Originally Posted by phds2
I am 58 years old. My baseline full PSA for many years was .65. This June when I had a physical my PSA was 1.25. So I had it retested two weeks ago and it was 2.95! My doctor referred me to have a Free PSA test. I just received the results and it was (Full= 2.52), (Free .43) and the precentage was 17%. He seemed to downplay the results. Should I be concerned about the PSA Velocity and the low Free PSA percentage?
Thanks for all your help,
I'm with shs50: it's time to be careful and act!
Did the doctor just say "Wait til next year?" That sure would not seem right to me.
Or did he say, "Let's do some follow-up work, but it's not yet time to be alarmed?"
Here is my view of the facts (as a layman - no enrolled medical education but lots of time in the School of Hard Knocks):
You did not mention whether the doctor commented on infection as a possibility. That could explain a rapid PSA rise.
Your baseline PSA at .65 is below the median for men in their 50s, putting you at very low risk of prostate cancer, according to Dr. William Catalona, one of our foremost experts.
But your PSA is now much higher,
and I would bet that Dr. Catalona would be concerned and recommend a biopsy. He is the leading advocate of a new threshold of just 2.5 as the trigger for biopsies, instead of 4.0, with some adjustments perhaps for age. (Many experienced doctors have not yet accepted that new threshold, and I have my own doubts about it too. But it does clearly give an early warning for a few percent of significant prostate cancers.)
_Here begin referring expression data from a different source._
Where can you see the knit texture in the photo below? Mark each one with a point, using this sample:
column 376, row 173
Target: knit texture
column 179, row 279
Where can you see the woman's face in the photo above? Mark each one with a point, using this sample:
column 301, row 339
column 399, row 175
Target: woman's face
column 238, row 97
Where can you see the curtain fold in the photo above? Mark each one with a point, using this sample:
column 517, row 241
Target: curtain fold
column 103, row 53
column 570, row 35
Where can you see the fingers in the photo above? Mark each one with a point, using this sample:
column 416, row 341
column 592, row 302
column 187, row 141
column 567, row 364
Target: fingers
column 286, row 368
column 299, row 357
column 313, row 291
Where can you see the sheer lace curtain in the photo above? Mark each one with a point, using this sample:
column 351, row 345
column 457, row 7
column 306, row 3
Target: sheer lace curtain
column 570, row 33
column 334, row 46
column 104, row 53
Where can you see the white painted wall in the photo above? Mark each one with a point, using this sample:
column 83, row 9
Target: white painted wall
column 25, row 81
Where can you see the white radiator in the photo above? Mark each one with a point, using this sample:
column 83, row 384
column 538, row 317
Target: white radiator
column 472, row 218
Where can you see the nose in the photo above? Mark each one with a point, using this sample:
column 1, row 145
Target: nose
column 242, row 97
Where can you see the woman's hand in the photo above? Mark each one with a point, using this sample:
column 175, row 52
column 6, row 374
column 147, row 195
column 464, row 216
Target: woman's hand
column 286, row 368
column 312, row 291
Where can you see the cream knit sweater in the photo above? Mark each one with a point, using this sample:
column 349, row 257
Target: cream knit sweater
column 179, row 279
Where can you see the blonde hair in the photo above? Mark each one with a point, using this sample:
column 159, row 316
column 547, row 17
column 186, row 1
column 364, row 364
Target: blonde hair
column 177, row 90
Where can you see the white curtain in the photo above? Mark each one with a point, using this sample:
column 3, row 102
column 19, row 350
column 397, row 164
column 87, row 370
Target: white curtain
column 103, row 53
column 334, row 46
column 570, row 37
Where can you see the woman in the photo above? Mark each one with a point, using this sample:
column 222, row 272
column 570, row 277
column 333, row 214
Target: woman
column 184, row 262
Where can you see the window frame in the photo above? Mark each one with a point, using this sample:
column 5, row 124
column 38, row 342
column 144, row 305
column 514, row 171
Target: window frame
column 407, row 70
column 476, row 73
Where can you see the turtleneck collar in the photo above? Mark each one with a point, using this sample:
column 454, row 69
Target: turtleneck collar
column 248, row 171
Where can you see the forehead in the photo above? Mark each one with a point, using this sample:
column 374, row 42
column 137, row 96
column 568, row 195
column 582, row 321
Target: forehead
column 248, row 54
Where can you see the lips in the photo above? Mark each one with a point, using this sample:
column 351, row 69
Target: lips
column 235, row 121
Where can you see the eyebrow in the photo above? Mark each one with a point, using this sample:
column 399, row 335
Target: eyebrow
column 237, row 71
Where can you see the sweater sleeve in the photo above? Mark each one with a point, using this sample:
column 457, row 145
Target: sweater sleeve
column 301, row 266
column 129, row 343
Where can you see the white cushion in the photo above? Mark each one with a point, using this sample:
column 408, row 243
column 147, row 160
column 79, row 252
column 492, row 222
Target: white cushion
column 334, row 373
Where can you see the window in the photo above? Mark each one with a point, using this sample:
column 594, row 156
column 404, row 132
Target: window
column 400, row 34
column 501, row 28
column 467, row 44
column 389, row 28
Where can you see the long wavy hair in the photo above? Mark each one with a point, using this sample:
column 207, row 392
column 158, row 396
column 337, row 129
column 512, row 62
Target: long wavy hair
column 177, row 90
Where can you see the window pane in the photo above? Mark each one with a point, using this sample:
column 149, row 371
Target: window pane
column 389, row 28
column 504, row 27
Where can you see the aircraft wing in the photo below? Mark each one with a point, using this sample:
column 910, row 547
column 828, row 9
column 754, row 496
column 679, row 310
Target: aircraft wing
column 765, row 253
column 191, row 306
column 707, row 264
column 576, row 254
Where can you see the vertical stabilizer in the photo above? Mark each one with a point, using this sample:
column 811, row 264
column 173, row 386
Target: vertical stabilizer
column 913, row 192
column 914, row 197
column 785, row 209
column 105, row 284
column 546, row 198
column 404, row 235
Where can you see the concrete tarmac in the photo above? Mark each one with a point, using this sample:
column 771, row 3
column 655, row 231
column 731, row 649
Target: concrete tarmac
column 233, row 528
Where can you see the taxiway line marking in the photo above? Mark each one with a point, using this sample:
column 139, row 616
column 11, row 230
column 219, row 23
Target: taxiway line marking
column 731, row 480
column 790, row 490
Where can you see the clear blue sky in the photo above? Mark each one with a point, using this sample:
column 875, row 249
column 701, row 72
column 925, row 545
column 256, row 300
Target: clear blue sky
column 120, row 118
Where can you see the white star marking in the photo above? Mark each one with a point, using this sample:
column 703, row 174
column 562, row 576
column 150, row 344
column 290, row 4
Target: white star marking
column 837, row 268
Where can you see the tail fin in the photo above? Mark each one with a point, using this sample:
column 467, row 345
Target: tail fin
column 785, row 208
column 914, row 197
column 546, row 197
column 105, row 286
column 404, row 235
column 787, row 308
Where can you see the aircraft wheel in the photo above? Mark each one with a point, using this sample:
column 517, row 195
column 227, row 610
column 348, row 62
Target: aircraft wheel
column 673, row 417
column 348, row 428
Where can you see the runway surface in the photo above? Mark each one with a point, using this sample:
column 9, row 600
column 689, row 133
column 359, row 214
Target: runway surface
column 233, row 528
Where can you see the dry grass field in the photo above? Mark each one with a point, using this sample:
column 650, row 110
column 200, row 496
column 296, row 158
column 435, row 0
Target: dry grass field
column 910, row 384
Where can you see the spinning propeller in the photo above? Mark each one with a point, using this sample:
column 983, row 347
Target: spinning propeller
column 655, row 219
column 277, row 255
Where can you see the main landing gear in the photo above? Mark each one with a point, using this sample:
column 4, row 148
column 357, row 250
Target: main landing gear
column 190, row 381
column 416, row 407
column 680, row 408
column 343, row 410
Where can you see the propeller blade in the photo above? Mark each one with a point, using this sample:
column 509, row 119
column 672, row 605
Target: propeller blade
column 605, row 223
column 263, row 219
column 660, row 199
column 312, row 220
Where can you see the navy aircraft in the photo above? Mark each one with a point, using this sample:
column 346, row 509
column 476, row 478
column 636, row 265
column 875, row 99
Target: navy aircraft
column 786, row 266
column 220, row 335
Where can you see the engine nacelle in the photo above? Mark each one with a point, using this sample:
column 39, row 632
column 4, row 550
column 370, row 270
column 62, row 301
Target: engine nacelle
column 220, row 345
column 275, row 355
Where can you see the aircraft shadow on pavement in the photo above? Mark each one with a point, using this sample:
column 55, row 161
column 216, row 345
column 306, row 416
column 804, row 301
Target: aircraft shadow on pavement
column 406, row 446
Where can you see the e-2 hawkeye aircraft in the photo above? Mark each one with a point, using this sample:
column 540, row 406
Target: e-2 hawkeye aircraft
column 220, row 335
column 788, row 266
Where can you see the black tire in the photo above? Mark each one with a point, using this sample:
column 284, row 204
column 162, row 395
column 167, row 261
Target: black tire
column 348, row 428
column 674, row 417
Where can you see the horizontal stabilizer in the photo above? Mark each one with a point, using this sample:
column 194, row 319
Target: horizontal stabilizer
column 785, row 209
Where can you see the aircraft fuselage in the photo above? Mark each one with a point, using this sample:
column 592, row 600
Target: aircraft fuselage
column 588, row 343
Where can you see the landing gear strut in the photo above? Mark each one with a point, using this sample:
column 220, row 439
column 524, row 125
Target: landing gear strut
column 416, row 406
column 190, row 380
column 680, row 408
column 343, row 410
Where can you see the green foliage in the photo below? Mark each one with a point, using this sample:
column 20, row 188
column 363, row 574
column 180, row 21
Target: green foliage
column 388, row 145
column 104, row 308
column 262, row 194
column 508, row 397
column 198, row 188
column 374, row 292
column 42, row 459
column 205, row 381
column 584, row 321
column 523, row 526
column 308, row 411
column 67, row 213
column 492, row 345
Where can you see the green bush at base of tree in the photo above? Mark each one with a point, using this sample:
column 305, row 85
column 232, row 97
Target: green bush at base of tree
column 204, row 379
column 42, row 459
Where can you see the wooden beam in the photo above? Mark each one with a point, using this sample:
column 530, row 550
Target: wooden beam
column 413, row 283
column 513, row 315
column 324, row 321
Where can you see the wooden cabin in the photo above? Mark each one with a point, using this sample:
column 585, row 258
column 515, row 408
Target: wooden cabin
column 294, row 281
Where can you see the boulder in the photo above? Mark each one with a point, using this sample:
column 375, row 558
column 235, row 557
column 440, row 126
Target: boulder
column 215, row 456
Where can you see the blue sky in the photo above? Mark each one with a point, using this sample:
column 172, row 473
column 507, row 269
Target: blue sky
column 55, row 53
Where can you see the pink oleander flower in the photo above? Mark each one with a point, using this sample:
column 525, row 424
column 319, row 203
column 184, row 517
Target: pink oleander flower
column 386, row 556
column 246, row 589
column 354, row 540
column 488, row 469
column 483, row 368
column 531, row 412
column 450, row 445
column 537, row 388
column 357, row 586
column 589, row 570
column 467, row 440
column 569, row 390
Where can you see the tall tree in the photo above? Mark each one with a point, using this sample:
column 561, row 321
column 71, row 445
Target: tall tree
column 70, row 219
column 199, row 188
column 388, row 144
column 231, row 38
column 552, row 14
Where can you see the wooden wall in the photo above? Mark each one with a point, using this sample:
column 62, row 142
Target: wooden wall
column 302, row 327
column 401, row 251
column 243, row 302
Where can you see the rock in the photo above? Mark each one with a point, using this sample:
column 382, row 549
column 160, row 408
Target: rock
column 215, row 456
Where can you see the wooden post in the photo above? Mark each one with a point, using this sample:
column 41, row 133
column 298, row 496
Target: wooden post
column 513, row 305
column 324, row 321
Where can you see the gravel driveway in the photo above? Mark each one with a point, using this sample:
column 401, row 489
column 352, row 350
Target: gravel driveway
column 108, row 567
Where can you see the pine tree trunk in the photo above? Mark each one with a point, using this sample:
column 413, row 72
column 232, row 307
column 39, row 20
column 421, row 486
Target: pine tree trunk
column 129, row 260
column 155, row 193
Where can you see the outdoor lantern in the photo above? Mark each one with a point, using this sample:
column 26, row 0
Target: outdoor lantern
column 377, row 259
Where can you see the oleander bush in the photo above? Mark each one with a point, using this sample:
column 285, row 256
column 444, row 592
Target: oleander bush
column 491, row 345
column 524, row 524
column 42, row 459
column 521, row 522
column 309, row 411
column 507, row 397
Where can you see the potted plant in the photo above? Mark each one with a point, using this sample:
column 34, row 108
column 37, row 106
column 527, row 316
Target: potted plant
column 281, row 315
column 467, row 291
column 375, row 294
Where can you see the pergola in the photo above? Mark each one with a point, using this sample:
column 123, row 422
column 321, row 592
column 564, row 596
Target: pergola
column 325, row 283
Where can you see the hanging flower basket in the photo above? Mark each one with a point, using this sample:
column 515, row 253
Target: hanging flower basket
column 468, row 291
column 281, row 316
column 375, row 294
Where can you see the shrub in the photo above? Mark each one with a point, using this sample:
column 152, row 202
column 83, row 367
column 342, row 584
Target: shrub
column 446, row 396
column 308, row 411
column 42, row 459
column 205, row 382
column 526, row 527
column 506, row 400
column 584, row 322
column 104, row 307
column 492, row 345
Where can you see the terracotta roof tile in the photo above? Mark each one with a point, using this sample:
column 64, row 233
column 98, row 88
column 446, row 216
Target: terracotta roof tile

That free PSA % at 17% is somewhat encouraging, but that result is toward the gray area. It would be more encouraging if it were, say, 25%. It's a good sign about the doctor that he wanted to see free PSA results.
Your PSA has now risen to 2.95, more than 2.0 PSA units above the original .65. If the .65 was about a year ago, then that rise of more than 2.0 is an important clue that you may be developing an extra aggressive case of prostate cancer (based on highly regarded work by Dr. Anthony D'Amico and colleagues, published in 2004 and 2005)
Also, the last two PSAs suggest a PSA doubling time of four to five months or so, just eyeballing the trend. That too is a clue that there may be a fairly aggressive cancer.
Along the same line, recent research has indicated that a PSA velocity of more than .35 per year is grounds for concern (H. Ballentine Carter, Johns Hopkins,2006); the old threshold was .75 per year. Your PSA velocity is obviously well above .35.
Since you had a highly favorable PSA just a year ago or so, IF you do have cancer, it probably has not had a long time to grow. In other words, by acting soon you would be catching it early.
Expert prostate cancer pathologist Dr. David Bostwick wrote (1999, ACS cancer book) that it takes about 30 to 35 cancer cell doublings for the cancer to reach 1 cubic centimeter in size, about the size of half a peanut, which is about as small as can be detected by Digital Rectal Exam (DRE). A cancer that is doubling say every 4 months would be unlikely to be very large by this time, in my layman's view. Cancer therapy is a lot more effective when the cancer is caught early, and that is emphatically true for challenging cancers!
There is one tactic you could use now that might rule out the need for a biopsy: a PCA3 test, probably the PCA3Plus version, which seems to be the most advanced. That test can be done basically anywhere, as it simply requires a doctor that can give a DRE that is "attentive" (meaning extra time, perhaps a minute). That causes some prostate cancer cells to be shed into the urine, and the urine sample is sent to one of the few labs that can do the test. That test appears to add more robust, better and a lot more definitive information than the free PSA test.
However, if it were me with your facts, I think I would want to go straight to the biopsy, especially because of that rather short PSA doubling time. As with so much in the prostate cancer arena, that's a judgment call.
Good luck with this! Hopefully that increase will simply prove to be the result of an undetected infection.